28 de março de 2024
Editorial

“A censura autoritária” ou “O sistema inquisitorial do STF”

Precisamos estar bem atentos à mentalidade autoritária que está emergindo de algumas togas de nossa Suprema Corte.

Ministro Alexandre de Moraes – Imagem: Google – Metropoles.com

Em primeiro lugar, a abertura de inquérito das Fake News por Toffoli já foi absurda por si só. Totalmente fora dos padrões processuais de nossa legislação, pois, superestimando a força de um simples artigo do Regimento Interno do STF, baseou-se no artigo 43, regulamento este que jamais poderia ser superposto à nossa Carta Magna que prega a “Liberdade de Expressão” em seu artigo 5o em diversos incisos onde fala da liberdade de expressão e de suas consequências, inicialmente, do direito de resposta.
De fato, apesar de o plenário do STF em junho p.p., ter ratificado, por 10 x 1, a decisão de Toffoli de abrir o tal inquérito, segundo o referido artigo. do Regimento Interno do STF, continua, em minha visão, sendo uma excrescência jurídica, praticado por quem deve assegurar que isso não ocorra em nossos Tribunais, ou melhor dizendo, o respeito à nossa Constituição.
Mas chamou-me a atenção o único voto discordante – o do Ministro Marco Aurélio. Sim, em 30 dias, eu concordei com ele por duas vezes (com esta), normalmente abomino suas decisões, mas sendo justo, concordo ipsis litteris com seu voto, do qual extraio alguns trechos:
“… trata-se do inquérito do fim do mundo”. Definição perfeita!
Para ele, “é um inquérito natimorto”. O atual vice-decano e, futuro decano a partir de novembro próximo, fez questão de lembrar que “o inquérito tratou de ato individual, não tendo passado pelo crivo do colegiado”. Além disso, disse que “cabe ao PGR provocar a instauração da investigação”.

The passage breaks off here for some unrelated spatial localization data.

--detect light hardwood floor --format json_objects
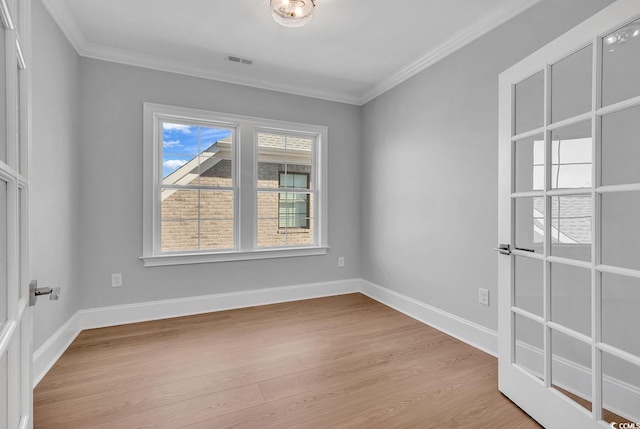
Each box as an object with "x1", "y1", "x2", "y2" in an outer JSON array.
[{"x1": 34, "y1": 293, "x2": 541, "y2": 428}]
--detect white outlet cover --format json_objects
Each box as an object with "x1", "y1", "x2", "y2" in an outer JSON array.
[
  {"x1": 479, "y1": 288, "x2": 489, "y2": 306},
  {"x1": 112, "y1": 273, "x2": 123, "y2": 287}
]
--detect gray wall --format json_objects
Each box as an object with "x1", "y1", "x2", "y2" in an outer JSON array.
[
  {"x1": 77, "y1": 59, "x2": 361, "y2": 309},
  {"x1": 360, "y1": 0, "x2": 616, "y2": 332},
  {"x1": 32, "y1": 0, "x2": 619, "y2": 351},
  {"x1": 31, "y1": 0, "x2": 81, "y2": 350}
]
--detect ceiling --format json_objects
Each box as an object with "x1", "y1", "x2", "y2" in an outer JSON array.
[{"x1": 40, "y1": 0, "x2": 541, "y2": 105}]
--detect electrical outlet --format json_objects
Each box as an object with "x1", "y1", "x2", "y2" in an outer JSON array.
[
  {"x1": 111, "y1": 273, "x2": 123, "y2": 288},
  {"x1": 338, "y1": 257, "x2": 345, "y2": 267},
  {"x1": 479, "y1": 288, "x2": 489, "y2": 306}
]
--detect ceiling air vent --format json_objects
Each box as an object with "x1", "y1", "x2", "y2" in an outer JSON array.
[{"x1": 225, "y1": 55, "x2": 253, "y2": 66}]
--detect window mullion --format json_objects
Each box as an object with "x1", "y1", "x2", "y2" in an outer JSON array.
[
  {"x1": 161, "y1": 184, "x2": 234, "y2": 191},
  {"x1": 239, "y1": 126, "x2": 255, "y2": 252}
]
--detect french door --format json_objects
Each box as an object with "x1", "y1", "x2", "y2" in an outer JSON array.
[
  {"x1": 498, "y1": 0, "x2": 640, "y2": 427},
  {"x1": 0, "y1": 0, "x2": 32, "y2": 428}
]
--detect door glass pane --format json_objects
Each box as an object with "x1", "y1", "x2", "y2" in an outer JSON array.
[
  {"x1": 0, "y1": 26, "x2": 6, "y2": 164},
  {"x1": 0, "y1": 353, "x2": 6, "y2": 429},
  {"x1": 602, "y1": 191, "x2": 640, "y2": 271},
  {"x1": 550, "y1": 263, "x2": 590, "y2": 336},
  {"x1": 550, "y1": 195, "x2": 591, "y2": 262},
  {"x1": 602, "y1": 352, "x2": 640, "y2": 424},
  {"x1": 550, "y1": 121, "x2": 592, "y2": 189},
  {"x1": 515, "y1": 197, "x2": 544, "y2": 254},
  {"x1": 16, "y1": 66, "x2": 22, "y2": 174},
  {"x1": 514, "y1": 256, "x2": 543, "y2": 317},
  {"x1": 602, "y1": 18, "x2": 640, "y2": 107},
  {"x1": 601, "y1": 105, "x2": 640, "y2": 186},
  {"x1": 551, "y1": 45, "x2": 592, "y2": 123},
  {"x1": 18, "y1": 187, "x2": 23, "y2": 300},
  {"x1": 0, "y1": 181, "x2": 7, "y2": 325},
  {"x1": 514, "y1": 313, "x2": 544, "y2": 381},
  {"x1": 601, "y1": 272, "x2": 640, "y2": 357},
  {"x1": 514, "y1": 135, "x2": 544, "y2": 192},
  {"x1": 551, "y1": 329, "x2": 592, "y2": 412},
  {"x1": 515, "y1": 71, "x2": 544, "y2": 135},
  {"x1": 14, "y1": 328, "x2": 21, "y2": 429}
]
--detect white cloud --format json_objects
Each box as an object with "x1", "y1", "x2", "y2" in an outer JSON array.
[
  {"x1": 163, "y1": 159, "x2": 188, "y2": 170},
  {"x1": 163, "y1": 140, "x2": 182, "y2": 148},
  {"x1": 163, "y1": 123, "x2": 192, "y2": 133}
]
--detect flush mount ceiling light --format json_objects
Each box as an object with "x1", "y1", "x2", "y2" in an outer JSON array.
[
  {"x1": 270, "y1": 0, "x2": 316, "y2": 28},
  {"x1": 604, "y1": 23, "x2": 640, "y2": 51}
]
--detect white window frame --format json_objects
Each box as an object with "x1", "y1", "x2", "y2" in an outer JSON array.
[{"x1": 142, "y1": 103, "x2": 328, "y2": 267}]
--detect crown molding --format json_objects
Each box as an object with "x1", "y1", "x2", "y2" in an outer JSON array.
[
  {"x1": 40, "y1": 0, "x2": 541, "y2": 106},
  {"x1": 359, "y1": 0, "x2": 543, "y2": 104},
  {"x1": 40, "y1": 0, "x2": 87, "y2": 53},
  {"x1": 79, "y1": 41, "x2": 364, "y2": 105}
]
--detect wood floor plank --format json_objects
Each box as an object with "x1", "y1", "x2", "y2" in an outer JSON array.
[
  {"x1": 39, "y1": 334, "x2": 329, "y2": 392},
  {"x1": 184, "y1": 353, "x2": 533, "y2": 429},
  {"x1": 35, "y1": 355, "x2": 304, "y2": 409},
  {"x1": 259, "y1": 333, "x2": 465, "y2": 403},
  {"x1": 34, "y1": 293, "x2": 541, "y2": 428}
]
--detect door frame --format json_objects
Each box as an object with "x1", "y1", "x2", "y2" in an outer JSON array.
[{"x1": 0, "y1": 0, "x2": 32, "y2": 427}]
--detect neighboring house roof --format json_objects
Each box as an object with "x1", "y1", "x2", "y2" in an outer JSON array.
[
  {"x1": 162, "y1": 142, "x2": 228, "y2": 201},
  {"x1": 162, "y1": 133, "x2": 313, "y2": 201},
  {"x1": 257, "y1": 133, "x2": 312, "y2": 151},
  {"x1": 163, "y1": 143, "x2": 221, "y2": 184},
  {"x1": 533, "y1": 197, "x2": 591, "y2": 244}
]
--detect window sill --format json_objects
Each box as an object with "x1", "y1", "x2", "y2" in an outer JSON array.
[{"x1": 141, "y1": 246, "x2": 329, "y2": 267}]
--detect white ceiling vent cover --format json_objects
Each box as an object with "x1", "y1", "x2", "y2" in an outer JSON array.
[{"x1": 225, "y1": 55, "x2": 254, "y2": 65}]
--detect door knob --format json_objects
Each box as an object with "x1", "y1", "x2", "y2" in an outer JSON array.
[
  {"x1": 29, "y1": 280, "x2": 61, "y2": 306},
  {"x1": 494, "y1": 244, "x2": 511, "y2": 255}
]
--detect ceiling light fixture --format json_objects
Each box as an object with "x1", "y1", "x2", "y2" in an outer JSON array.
[
  {"x1": 604, "y1": 23, "x2": 640, "y2": 51},
  {"x1": 270, "y1": 0, "x2": 316, "y2": 28}
]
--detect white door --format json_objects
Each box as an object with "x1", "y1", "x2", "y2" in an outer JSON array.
[
  {"x1": 498, "y1": 1, "x2": 640, "y2": 427},
  {"x1": 0, "y1": 0, "x2": 32, "y2": 428}
]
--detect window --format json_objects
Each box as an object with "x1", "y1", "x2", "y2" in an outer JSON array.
[
  {"x1": 161, "y1": 122, "x2": 236, "y2": 252},
  {"x1": 142, "y1": 104, "x2": 328, "y2": 266},
  {"x1": 278, "y1": 173, "x2": 310, "y2": 229}
]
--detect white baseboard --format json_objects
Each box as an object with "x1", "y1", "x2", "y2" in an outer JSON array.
[
  {"x1": 33, "y1": 312, "x2": 82, "y2": 387},
  {"x1": 33, "y1": 278, "x2": 360, "y2": 386},
  {"x1": 79, "y1": 278, "x2": 361, "y2": 330},
  {"x1": 360, "y1": 280, "x2": 498, "y2": 357}
]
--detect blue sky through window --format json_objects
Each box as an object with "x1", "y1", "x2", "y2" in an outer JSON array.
[{"x1": 162, "y1": 123, "x2": 232, "y2": 178}]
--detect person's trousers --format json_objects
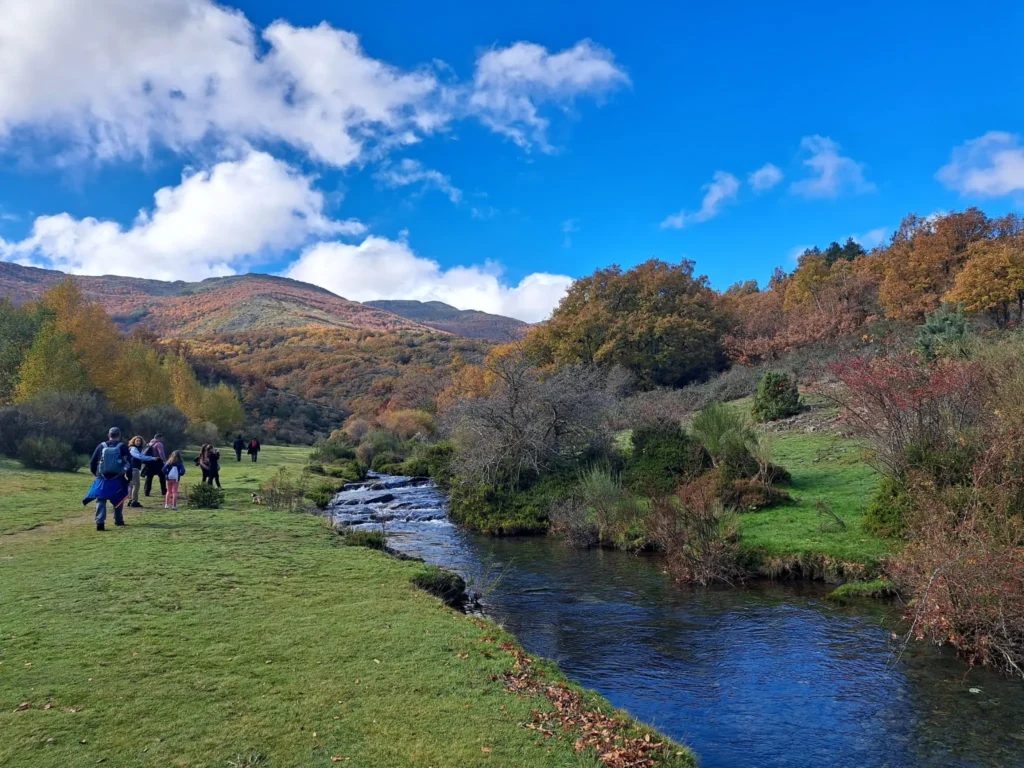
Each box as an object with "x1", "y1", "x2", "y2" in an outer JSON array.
[
  {"x1": 128, "y1": 469, "x2": 141, "y2": 504},
  {"x1": 95, "y1": 499, "x2": 124, "y2": 526},
  {"x1": 144, "y1": 471, "x2": 166, "y2": 497},
  {"x1": 250, "y1": 453, "x2": 258, "y2": 462},
  {"x1": 205, "y1": 470, "x2": 221, "y2": 488},
  {"x1": 165, "y1": 479, "x2": 180, "y2": 509},
  {"x1": 235, "y1": 450, "x2": 242, "y2": 461}
]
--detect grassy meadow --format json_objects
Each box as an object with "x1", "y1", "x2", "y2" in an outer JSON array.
[
  {"x1": 739, "y1": 430, "x2": 891, "y2": 576},
  {"x1": 0, "y1": 446, "x2": 691, "y2": 768}
]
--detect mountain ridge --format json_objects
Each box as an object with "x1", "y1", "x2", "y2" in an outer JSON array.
[
  {"x1": 365, "y1": 299, "x2": 528, "y2": 340},
  {"x1": 0, "y1": 262, "x2": 435, "y2": 337}
]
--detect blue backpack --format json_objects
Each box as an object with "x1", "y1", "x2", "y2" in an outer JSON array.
[{"x1": 99, "y1": 444, "x2": 125, "y2": 478}]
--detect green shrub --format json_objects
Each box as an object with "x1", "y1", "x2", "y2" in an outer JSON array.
[
  {"x1": 624, "y1": 421, "x2": 707, "y2": 494},
  {"x1": 132, "y1": 405, "x2": 189, "y2": 452},
  {"x1": 185, "y1": 482, "x2": 225, "y2": 509},
  {"x1": 307, "y1": 481, "x2": 341, "y2": 509},
  {"x1": 411, "y1": 565, "x2": 468, "y2": 609},
  {"x1": 258, "y1": 467, "x2": 309, "y2": 512},
  {"x1": 448, "y1": 471, "x2": 576, "y2": 535},
  {"x1": 423, "y1": 442, "x2": 454, "y2": 485},
  {"x1": 864, "y1": 476, "x2": 913, "y2": 537},
  {"x1": 0, "y1": 407, "x2": 33, "y2": 457},
  {"x1": 752, "y1": 371, "x2": 801, "y2": 422},
  {"x1": 371, "y1": 451, "x2": 405, "y2": 472},
  {"x1": 17, "y1": 437, "x2": 81, "y2": 472},
  {"x1": 915, "y1": 303, "x2": 969, "y2": 360},
  {"x1": 310, "y1": 437, "x2": 357, "y2": 463},
  {"x1": 341, "y1": 529, "x2": 386, "y2": 550},
  {"x1": 323, "y1": 459, "x2": 366, "y2": 483}
]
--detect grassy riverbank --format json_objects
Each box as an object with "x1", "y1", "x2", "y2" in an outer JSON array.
[
  {"x1": 0, "y1": 446, "x2": 692, "y2": 768},
  {"x1": 738, "y1": 430, "x2": 893, "y2": 579}
]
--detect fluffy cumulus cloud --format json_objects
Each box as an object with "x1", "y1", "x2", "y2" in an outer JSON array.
[
  {"x1": 660, "y1": 171, "x2": 740, "y2": 229},
  {"x1": 0, "y1": 0, "x2": 627, "y2": 166},
  {"x1": 1, "y1": 151, "x2": 360, "y2": 280},
  {"x1": 748, "y1": 163, "x2": 783, "y2": 192},
  {"x1": 470, "y1": 40, "x2": 630, "y2": 151},
  {"x1": 285, "y1": 236, "x2": 572, "y2": 322},
  {"x1": 790, "y1": 135, "x2": 874, "y2": 198},
  {"x1": 937, "y1": 131, "x2": 1024, "y2": 197},
  {"x1": 374, "y1": 159, "x2": 462, "y2": 203}
]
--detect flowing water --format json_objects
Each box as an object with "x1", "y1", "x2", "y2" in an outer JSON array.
[{"x1": 331, "y1": 475, "x2": 1024, "y2": 768}]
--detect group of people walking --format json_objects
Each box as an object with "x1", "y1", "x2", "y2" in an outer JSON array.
[
  {"x1": 234, "y1": 434, "x2": 261, "y2": 462},
  {"x1": 83, "y1": 428, "x2": 259, "y2": 531}
]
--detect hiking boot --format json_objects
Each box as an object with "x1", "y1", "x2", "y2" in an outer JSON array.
[
  {"x1": 96, "y1": 523, "x2": 105, "y2": 531},
  {"x1": 115, "y1": 521, "x2": 126, "y2": 527}
]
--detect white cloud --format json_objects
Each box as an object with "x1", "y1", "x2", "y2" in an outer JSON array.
[
  {"x1": 790, "y1": 135, "x2": 874, "y2": 198},
  {"x1": 937, "y1": 131, "x2": 1024, "y2": 197},
  {"x1": 0, "y1": 0, "x2": 448, "y2": 167},
  {"x1": 374, "y1": 158, "x2": 462, "y2": 203},
  {"x1": 1, "y1": 151, "x2": 358, "y2": 280},
  {"x1": 852, "y1": 227, "x2": 888, "y2": 250},
  {"x1": 470, "y1": 40, "x2": 630, "y2": 151},
  {"x1": 660, "y1": 171, "x2": 740, "y2": 229},
  {"x1": 748, "y1": 163, "x2": 783, "y2": 192},
  {"x1": 561, "y1": 218, "x2": 580, "y2": 248},
  {"x1": 285, "y1": 235, "x2": 571, "y2": 322},
  {"x1": 0, "y1": 0, "x2": 626, "y2": 166}
]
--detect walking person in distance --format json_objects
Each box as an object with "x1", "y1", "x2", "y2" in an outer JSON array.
[
  {"x1": 233, "y1": 434, "x2": 245, "y2": 462},
  {"x1": 247, "y1": 437, "x2": 261, "y2": 463},
  {"x1": 83, "y1": 427, "x2": 132, "y2": 531}
]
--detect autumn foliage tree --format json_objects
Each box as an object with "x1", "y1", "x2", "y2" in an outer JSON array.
[
  {"x1": 5, "y1": 279, "x2": 244, "y2": 438},
  {"x1": 527, "y1": 259, "x2": 728, "y2": 388}
]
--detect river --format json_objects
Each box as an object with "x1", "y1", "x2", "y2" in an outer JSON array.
[{"x1": 330, "y1": 475, "x2": 1024, "y2": 768}]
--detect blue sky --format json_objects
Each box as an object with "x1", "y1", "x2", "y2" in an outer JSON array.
[{"x1": 0, "y1": 0, "x2": 1022, "y2": 320}]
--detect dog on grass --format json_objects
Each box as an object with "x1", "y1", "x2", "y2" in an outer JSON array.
[{"x1": 251, "y1": 492, "x2": 263, "y2": 505}]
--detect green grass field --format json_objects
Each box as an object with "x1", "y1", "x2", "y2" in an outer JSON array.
[
  {"x1": 738, "y1": 431, "x2": 892, "y2": 574},
  {"x1": 0, "y1": 446, "x2": 691, "y2": 768}
]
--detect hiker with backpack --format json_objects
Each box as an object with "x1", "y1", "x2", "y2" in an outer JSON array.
[
  {"x1": 127, "y1": 435, "x2": 161, "y2": 508},
  {"x1": 163, "y1": 450, "x2": 186, "y2": 510},
  {"x1": 143, "y1": 433, "x2": 167, "y2": 498},
  {"x1": 83, "y1": 427, "x2": 132, "y2": 531},
  {"x1": 247, "y1": 437, "x2": 261, "y2": 463},
  {"x1": 233, "y1": 435, "x2": 245, "y2": 462}
]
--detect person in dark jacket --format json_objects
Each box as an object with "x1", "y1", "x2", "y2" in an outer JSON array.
[
  {"x1": 83, "y1": 427, "x2": 132, "y2": 531},
  {"x1": 206, "y1": 447, "x2": 222, "y2": 487},
  {"x1": 143, "y1": 433, "x2": 167, "y2": 497},
  {"x1": 233, "y1": 435, "x2": 245, "y2": 462},
  {"x1": 247, "y1": 437, "x2": 261, "y2": 463},
  {"x1": 195, "y1": 444, "x2": 211, "y2": 482}
]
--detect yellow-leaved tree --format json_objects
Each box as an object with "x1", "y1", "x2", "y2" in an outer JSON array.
[{"x1": 14, "y1": 323, "x2": 89, "y2": 402}]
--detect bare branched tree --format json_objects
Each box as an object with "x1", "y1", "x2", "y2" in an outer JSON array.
[{"x1": 443, "y1": 346, "x2": 613, "y2": 488}]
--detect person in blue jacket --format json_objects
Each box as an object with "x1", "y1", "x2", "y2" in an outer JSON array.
[{"x1": 83, "y1": 427, "x2": 132, "y2": 531}]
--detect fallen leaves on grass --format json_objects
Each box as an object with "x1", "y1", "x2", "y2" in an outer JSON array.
[{"x1": 499, "y1": 642, "x2": 672, "y2": 768}]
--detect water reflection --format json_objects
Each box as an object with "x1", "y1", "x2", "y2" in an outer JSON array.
[{"x1": 334, "y1": 478, "x2": 1024, "y2": 768}]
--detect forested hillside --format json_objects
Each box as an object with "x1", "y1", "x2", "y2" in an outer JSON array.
[
  {"x1": 0, "y1": 263, "x2": 431, "y2": 335},
  {"x1": 365, "y1": 299, "x2": 528, "y2": 340}
]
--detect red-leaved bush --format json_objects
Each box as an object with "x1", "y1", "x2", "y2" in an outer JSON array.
[
  {"x1": 824, "y1": 353, "x2": 990, "y2": 477},
  {"x1": 891, "y1": 443, "x2": 1024, "y2": 678}
]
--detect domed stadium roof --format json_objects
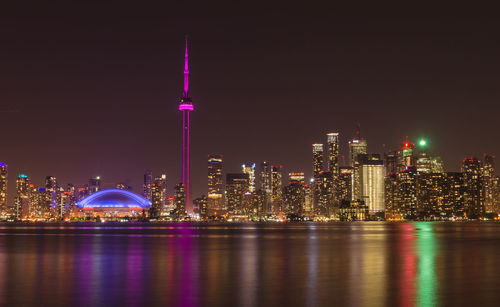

O Ministro Marco Aurélio também criticou que inicialmente o inquérito que esteve sob sigilo e, somente após um mês, foi dado acesso aos envolvidos e à PGR aos documentos. Sigo com trechos do voto discordante.

“Receio muito as coisas misteriosas”. Não pode a vítima instaurar inquérito. Uma vez sendo formalizado requerimento de instauração de inquérito, cumpre observar o sistema democrático da distribuição, sob pena de começarmos a ter um juízo de exceção em contrariedade ao que previsto no principal rol das garantias constitucionais da carta de 1988. Neste ponto, o sistema acusatório é oposto ao sistema inquisitorial”, disse. (extraído de www.conjur.com.br)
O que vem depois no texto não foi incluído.